SeaChoice “Best Choice” Seafood Profile
Indian Point Marine Farms – Flexing Their Sustainable Mussels
This profile was written by SeaChoice Atlantic Coordinator Sadie Beaton
Nova Scotia teems with fresh, local supper fare all year, especially through the summer and fall. And with so many evenings too nice to spend inside, along with tasty, inexpensive and sustainable seafood choices like ‘Indian Point’ mussels available, what more excuse do you need to fire up the barbecue tonight?
Coastal peoples have long feasted on mussels found along temperate and polar coasts around the world. Nutritious, delicious, and available locally, this blue-shelled mollusk continues to increase in popularity. The best part is that cultivated mussels are a SeaChoice “Best Choice” option. The “Best Choice” designation is based on the following SeaChoice fisheries assessments criteria: inherent vulnerability to fishing pressure; status of wild stocks; nature and extent of discarded by-catch; effect of fishing practices on habitats and ecosystems; and the effectiveness of the management regime.
Unlike fin-fish farming, mussels are grown without the use of feeds or chemicals. No new food nutrients are added to the ecosystem, as the mussels simply filter out plankton from the tidal waters that pass through their gill filaments. Prolific and quick-growing, these mollusks are well suited to sustainable cultivation on Maritime coasts, where the water is clean and tides are right. Mussel farms can even improve local water conditions, removing excess algae, nutrients and sediment as they filter feed.
About once a year, in June or July, mature mussels release millions of baby mussels called spat. These tiny creatures happily anchor themselves to hanging ropes designed for their cultivation. At harvest time, ropes covered with plump mussels are lifted into boats and carefully removed.

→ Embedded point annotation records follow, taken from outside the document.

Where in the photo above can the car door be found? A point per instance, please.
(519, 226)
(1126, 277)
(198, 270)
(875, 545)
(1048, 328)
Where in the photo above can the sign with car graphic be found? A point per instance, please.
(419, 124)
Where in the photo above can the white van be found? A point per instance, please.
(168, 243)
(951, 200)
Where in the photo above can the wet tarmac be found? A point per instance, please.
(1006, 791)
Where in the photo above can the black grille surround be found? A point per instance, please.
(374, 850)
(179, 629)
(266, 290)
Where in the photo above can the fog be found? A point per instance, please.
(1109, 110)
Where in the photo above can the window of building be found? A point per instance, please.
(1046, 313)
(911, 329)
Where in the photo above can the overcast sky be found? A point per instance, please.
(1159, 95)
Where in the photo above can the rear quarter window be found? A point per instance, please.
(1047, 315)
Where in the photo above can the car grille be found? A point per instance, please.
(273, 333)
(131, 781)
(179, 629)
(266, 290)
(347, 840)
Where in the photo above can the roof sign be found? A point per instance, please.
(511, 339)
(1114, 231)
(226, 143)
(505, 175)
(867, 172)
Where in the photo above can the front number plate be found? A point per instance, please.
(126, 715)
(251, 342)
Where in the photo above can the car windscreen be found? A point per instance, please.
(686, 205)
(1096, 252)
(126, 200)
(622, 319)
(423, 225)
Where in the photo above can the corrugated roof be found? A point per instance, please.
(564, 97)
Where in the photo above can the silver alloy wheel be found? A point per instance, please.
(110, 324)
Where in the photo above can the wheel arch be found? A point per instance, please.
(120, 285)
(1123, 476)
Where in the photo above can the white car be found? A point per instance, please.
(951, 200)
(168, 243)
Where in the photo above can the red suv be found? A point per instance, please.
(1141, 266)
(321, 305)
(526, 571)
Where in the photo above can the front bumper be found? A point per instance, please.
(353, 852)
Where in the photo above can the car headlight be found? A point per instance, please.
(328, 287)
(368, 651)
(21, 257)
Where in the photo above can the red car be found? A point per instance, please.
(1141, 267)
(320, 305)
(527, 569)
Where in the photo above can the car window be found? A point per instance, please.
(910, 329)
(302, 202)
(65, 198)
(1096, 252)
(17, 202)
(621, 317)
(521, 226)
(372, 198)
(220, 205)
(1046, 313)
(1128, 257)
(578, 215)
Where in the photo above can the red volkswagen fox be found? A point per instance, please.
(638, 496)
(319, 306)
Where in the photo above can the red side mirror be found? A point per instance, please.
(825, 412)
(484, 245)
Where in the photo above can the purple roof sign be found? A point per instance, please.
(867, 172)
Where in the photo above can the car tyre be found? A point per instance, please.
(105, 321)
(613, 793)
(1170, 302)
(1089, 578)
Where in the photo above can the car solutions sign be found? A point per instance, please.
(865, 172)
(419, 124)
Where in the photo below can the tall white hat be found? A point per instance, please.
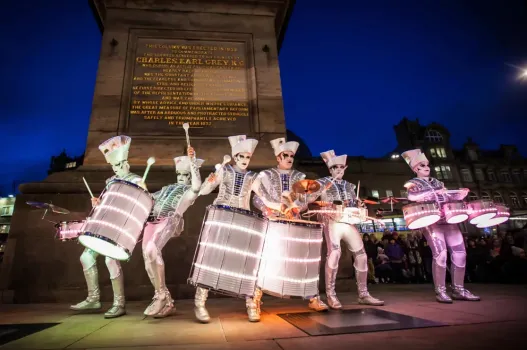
(241, 144)
(414, 157)
(331, 159)
(183, 163)
(115, 150)
(279, 145)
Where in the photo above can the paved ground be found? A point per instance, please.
(498, 321)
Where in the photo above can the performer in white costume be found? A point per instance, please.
(115, 151)
(274, 196)
(341, 190)
(236, 185)
(171, 202)
(440, 236)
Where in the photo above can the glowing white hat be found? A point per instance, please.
(183, 164)
(241, 144)
(414, 157)
(331, 159)
(279, 146)
(115, 150)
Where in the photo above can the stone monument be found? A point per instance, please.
(210, 63)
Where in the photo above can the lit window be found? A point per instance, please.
(433, 136)
(479, 175)
(498, 198)
(466, 175)
(472, 155)
(491, 175)
(506, 176)
(443, 172)
(516, 175)
(515, 202)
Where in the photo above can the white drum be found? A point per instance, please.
(229, 251)
(353, 216)
(115, 225)
(455, 212)
(290, 264)
(68, 230)
(419, 215)
(481, 210)
(502, 215)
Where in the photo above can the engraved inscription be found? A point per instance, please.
(203, 83)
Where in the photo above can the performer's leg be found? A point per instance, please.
(117, 278)
(458, 257)
(89, 265)
(355, 244)
(253, 306)
(162, 303)
(333, 237)
(199, 305)
(436, 240)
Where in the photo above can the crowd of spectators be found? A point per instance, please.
(498, 258)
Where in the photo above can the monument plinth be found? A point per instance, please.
(212, 64)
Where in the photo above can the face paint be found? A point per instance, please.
(242, 160)
(285, 160)
(337, 171)
(422, 169)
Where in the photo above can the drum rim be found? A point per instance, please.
(109, 240)
(236, 210)
(132, 185)
(313, 224)
(65, 221)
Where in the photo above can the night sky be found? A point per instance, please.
(362, 65)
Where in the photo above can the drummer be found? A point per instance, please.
(236, 184)
(342, 191)
(171, 202)
(274, 196)
(115, 151)
(440, 236)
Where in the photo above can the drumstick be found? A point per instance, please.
(149, 163)
(88, 187)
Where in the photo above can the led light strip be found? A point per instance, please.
(240, 228)
(112, 226)
(435, 211)
(253, 278)
(226, 273)
(120, 211)
(131, 199)
(266, 257)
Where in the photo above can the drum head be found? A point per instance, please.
(492, 222)
(482, 218)
(456, 219)
(104, 247)
(424, 222)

Located on the cold, clear waters just outside of Mahone Bay, Indian Point Marine Farms Limited have an impressive commitment to sustainable mussel cultivation. As owner Peter Darnell describes, “for a mussel farm to be successful, we must have clean water and we must not exceed the carrying capacity of our leases.” And, at Indian Point, Darnell and his crew have gone the extra mile. For example, six years ago the farm switched from disposable polypropylene to a biodegradable cotton socking to help bind young mussels to the reusable ropes. They also replaced their styrofoam buoys, which can break up in the ocean, to pressurized hard plastic floats, which are easily reusable by other fishers if they come adrift and wash up on beaches.
While mussels are generally a sustainable seafood choice, not all harvesting methods are equal. Internationally, mussels are sometimes dredged, causing significant impacts to the surrounding ecosystems. Even among cultivated mussels, the technologies and scale of production vary widely, and as operations become more intensive, the integrity of the operation may be jeopardized. Darnell explains, “Over the twenty-four years that we have been in business, we have tried to maximize production by crowding long-lines on our leases but have learned that lower grow-out densities result in faster growing times and better quality mussels.” Indian Point Marine Farm’s focus on sustainability is paying off, with consumers asking for Indian Point mussels by name.
Now that your appetite is whetted, it is time to get your barbecue on!
Currently, Indian Point mussels are available, at most restaurants and supermarkets in Hubbards, Chester, Western Shore, Mahone Bay, Lunenburg, Bridgewater and points in between. Don’t despair if you live outside of the region – there are a number of other exceptional mussel suppliers worth recommending, including Aquaprime Mussel Ranch in Ship Harbour and Country Harbour Sea Farm in Guysborough County. Ask your local seafood provider where and how their mussels were sourced. With sufficient local demand, consumers can help make sustainable seafood products like Indian Point mussels more readily available.
Once you’ve bought and cleaned your “Best Choice” mussels, all you have to do is spread some heavy-duty foil on the barbecue. Then make a sort of bowl by bringing the sides of foil up around the mussels. Close the barbecue lid and allow the mussels to steam over medium heat for 10 to 15 minutes, discarding any that don’t open. (Of course, if it’s not such a sunny day, you can always steam them in a pot on your stove.)
Try steaming mussels in vermouth or white wine along with some shallots, garlic and herbs, or go Southeast Asian style with coconut milk, ginger, lemon grass and chilies. Why not grill some garlic bread or a selection of marinated local vegetables while the heat is on? Finally, as your Indian Point mussels are heating up, pour yourself a cold beer or glass of white wine, and soak in what a sustainable Nova Scotia has to offer.